Officials say Bhadla Park is perfectly placed for the solar power revolution as the park sees 325 sunny days each year. Dust and sand accumulated on the solar panels are cleaned by robots. A few hundred humans monitor the park.

India’s Increasing Demands For Energy

India, which has a population of around 1.3 billion, is on the frontline of climate change and has a huge demand for energy.

According to the International Energy Agency (IEA), India will have to expand its power system in the next two decades, in order to meet the growing energy demands, and has to tackle toxic air quality in big cities at the same.

India is also the world’s third-biggest carbon emitter. 

Experts believe it will take a long time for India to reach its green targets because coal is likely to remain a significant source of power generation in the coming years.

Quoting Vinay Rustagi from renewable energy consultancy Bridge to India, the AFP report said India’s green energy ambitions are an aspirational target to show the world we are moving in the right direction. But the ambition seems “highly unrealistic”, in view of various demand and supply challenges, he added. 

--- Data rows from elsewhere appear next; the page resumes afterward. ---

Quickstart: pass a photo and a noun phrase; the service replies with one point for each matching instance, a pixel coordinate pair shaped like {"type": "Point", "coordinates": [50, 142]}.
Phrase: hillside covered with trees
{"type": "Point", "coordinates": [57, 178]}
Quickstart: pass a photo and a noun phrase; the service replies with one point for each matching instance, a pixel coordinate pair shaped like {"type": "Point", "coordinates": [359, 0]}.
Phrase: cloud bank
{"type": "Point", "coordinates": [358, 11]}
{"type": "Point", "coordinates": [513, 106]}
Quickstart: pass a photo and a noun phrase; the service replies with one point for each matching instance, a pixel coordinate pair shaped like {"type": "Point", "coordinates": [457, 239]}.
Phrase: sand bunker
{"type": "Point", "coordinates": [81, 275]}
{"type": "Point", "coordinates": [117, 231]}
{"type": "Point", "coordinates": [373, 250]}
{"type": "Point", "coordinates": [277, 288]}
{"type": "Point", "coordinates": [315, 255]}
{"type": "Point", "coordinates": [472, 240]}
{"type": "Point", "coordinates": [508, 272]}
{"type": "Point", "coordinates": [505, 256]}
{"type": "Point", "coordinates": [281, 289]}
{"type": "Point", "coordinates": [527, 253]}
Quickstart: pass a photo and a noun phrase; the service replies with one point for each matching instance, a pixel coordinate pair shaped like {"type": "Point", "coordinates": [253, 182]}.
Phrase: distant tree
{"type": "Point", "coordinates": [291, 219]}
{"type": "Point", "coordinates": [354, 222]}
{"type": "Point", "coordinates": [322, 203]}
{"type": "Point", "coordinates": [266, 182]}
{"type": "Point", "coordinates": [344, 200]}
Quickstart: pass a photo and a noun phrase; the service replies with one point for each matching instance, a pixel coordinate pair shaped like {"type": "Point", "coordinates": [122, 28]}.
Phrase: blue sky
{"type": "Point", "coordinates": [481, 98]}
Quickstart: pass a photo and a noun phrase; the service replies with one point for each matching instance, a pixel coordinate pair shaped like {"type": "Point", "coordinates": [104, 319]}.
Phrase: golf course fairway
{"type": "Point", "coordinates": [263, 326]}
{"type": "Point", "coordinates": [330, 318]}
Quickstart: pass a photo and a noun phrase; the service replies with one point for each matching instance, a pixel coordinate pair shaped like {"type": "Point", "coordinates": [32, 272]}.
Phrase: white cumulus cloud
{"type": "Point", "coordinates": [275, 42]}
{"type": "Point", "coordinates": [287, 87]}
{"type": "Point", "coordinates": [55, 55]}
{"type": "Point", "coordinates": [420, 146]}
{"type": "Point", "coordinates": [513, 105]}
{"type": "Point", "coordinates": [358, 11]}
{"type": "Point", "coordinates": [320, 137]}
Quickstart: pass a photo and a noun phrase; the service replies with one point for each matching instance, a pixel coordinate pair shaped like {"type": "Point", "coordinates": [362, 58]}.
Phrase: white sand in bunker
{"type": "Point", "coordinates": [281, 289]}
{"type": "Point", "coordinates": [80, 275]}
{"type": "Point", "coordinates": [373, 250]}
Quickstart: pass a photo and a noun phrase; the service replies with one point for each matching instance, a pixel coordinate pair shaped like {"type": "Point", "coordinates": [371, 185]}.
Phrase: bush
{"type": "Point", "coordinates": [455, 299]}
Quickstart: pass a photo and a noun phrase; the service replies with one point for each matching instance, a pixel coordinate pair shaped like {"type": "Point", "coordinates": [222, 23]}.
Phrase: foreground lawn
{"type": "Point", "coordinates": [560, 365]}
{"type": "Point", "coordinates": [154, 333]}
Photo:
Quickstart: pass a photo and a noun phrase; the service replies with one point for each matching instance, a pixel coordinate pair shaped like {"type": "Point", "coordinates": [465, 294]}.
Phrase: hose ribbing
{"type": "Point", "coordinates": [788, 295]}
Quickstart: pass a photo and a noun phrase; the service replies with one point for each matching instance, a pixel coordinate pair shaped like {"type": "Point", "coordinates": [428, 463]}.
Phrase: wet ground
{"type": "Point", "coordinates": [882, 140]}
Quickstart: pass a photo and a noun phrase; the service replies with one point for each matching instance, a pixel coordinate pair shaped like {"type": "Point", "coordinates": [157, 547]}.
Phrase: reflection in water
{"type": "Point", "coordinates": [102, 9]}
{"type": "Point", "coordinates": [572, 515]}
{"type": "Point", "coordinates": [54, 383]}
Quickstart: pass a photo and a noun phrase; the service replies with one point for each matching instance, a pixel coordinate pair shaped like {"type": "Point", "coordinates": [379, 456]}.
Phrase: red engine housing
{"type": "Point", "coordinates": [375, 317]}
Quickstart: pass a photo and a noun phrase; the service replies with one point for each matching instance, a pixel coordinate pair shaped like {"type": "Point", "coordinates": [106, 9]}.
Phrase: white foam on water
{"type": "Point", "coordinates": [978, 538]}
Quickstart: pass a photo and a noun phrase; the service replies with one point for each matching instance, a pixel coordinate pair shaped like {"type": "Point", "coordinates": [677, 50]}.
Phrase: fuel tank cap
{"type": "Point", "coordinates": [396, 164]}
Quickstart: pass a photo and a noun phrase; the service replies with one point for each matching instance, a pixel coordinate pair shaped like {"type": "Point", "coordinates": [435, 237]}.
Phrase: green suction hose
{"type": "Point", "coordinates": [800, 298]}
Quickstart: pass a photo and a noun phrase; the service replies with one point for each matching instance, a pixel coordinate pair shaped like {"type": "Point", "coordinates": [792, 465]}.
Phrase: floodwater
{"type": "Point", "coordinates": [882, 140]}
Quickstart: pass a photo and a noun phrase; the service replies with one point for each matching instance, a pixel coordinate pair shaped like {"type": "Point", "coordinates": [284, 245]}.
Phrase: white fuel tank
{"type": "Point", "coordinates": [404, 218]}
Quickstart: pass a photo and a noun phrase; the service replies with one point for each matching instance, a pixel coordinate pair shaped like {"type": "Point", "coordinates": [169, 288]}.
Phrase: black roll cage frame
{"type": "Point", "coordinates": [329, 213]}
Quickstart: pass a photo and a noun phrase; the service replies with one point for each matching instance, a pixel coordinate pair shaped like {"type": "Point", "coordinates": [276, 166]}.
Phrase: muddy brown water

Subodh Agarwal, Rajasthan’s additional chief secretary for energy, said solar panels being seen over large land areas is “a huge transformation”, mentions the report.

Agarwal said Rajasthan will be the solar state by the next decade. 

The Bhadla Solar Park is an example of how innovation, technology, and public and private finance can result in rapid changes. 

This year, India’s green energy has increased to 100 gigawatts, which is five times what was generated from renewable sources a decade back. 

India will be able to meet its 2030 goals if the green energy sector grows at the same pace.

Huge Investments Needed To Develop India’s Green Energy Sector

The IEA, before Modi’s announcement on green energy at COP26, suggested solar and coal will converge at around 30 per cent each by 2040. 

Solar power accounts for four per cent of electricity generation at present. PM Modi is also setting up a renewable park the size of Singapore in Gujarat.

The Indian Prime Minister also announced at COP26 that India would become carbon neutral by 2070. He said finance from rich, historic emitters is important to fulfil such emissions-cutting pledges.

Addressing more than 120 leaders at COP26, Modi said, “India expects developed countries to provide climate finance of $1 trillion at the earliest. Today it is necessary that as we track the progress made in climate mitigation, we should also track climate finance”.

Asia’s two richest men Mukesh Ambani and Gautam Adani, and other Indian billionaires, are pledging huge investments in India’s green energy sector.